Ukrainian painter and sculptor Іван Марчук was born in Moskalivka, Kremianets county, Volhynia voivodeship.
He graduated from the Lviv Institute of Applied and Decorative Art in 1965 and then moved to Kyiv.
Until 1988 he was denied membership in the Union of Artists of Ukraine because his themes and style did not conform to socialist realism.
In Kyiv he created the wall-size ceramic-tile relief compositions (1969-72) in the Institute of Theoretical Physics of the Academy of Sciences of the Ukrainian SSR.



Marchuk paints fantastic figural and floral compositions with elements of surrealism, hyperrealist portraits (eg, R. Selsky, 1981), enigmatic landscapes, and abstract expressionist compositions (eg, the series ‘Colored Preludes’, 1978).

His figural tempera paintings of the ‘Voice of My Soul’ series depict seemingly irrational situations with skeletal, often grotesque, persons cut off at the waist and surrounded by sinister objects and creatures set in a vast empty landscape (eg, Empty Nest [1975] and Dialogue without Words, 1976).


Marchuk's palette borders on the monochromatic, and the unreality of the imagery is thereby reinforced.
His realistic landscapes have a peculiar, dense texture consisting of weblike layers of pigment that, combined with the dramatic use of light and dark, create an atmosphere of unease and mystery (eg, Willows in the Embrace of a Moonlit Night [1978] and Apple in the Snow, 1979).

After the 1986 Chornobyl nuclear accident Marchuk created nightmarish compositions depicting the total destruction of our planet (eg, Warning 1986).
He has had numerous solo exhibitions, starting in Moscow in 1979 and Kyiv in 1980.

His 43 canvases inspired by the poetry of Taras Shevchenko were exhibited at the museum in the Shevchenko National Preserve in Kaniv.
Since 1989 he has had several exhibitions in Australia, Canada, and New York.

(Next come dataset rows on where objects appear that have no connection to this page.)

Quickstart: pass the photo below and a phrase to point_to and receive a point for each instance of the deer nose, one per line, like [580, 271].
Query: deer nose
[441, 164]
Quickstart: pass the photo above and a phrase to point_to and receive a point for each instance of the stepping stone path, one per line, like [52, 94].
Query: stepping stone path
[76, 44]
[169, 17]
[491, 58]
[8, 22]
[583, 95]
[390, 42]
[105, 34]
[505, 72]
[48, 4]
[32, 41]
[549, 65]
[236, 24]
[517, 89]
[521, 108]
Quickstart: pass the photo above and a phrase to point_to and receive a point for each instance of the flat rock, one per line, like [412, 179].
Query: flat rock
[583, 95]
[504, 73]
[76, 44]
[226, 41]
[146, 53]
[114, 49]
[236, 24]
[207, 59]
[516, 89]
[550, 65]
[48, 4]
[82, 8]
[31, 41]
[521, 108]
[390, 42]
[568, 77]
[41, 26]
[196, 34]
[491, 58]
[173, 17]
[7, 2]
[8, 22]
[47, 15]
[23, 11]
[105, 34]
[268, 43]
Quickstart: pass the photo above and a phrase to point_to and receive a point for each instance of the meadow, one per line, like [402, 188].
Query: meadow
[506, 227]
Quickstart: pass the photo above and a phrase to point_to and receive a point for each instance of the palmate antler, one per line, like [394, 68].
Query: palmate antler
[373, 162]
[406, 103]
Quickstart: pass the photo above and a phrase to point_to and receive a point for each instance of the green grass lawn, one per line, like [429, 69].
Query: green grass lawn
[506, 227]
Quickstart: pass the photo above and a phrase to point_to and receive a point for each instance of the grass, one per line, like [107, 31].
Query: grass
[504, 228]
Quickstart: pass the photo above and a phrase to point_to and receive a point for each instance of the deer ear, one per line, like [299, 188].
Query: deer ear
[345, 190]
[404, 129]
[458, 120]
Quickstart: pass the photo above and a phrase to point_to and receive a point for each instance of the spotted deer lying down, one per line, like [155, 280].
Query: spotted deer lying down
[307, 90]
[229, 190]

After the September 11, 2001 attacks which he saw, Marchuk returned to Kiev. Not having been valued in the Soviet Union, Marchuk was well accepted in the independent Ukraine obtaining a prestigious T. Shevchenko award in 1997.
Ivan Marchuk was recently listed among the 100 living geniuses.
Marchuk invented a unique way of painting his pictures, which he calls "dabbing-on", thus creating an unusual effect of luminescence of his works.
A museum of Ivan Marchuk is planned to be constructed in Kiev.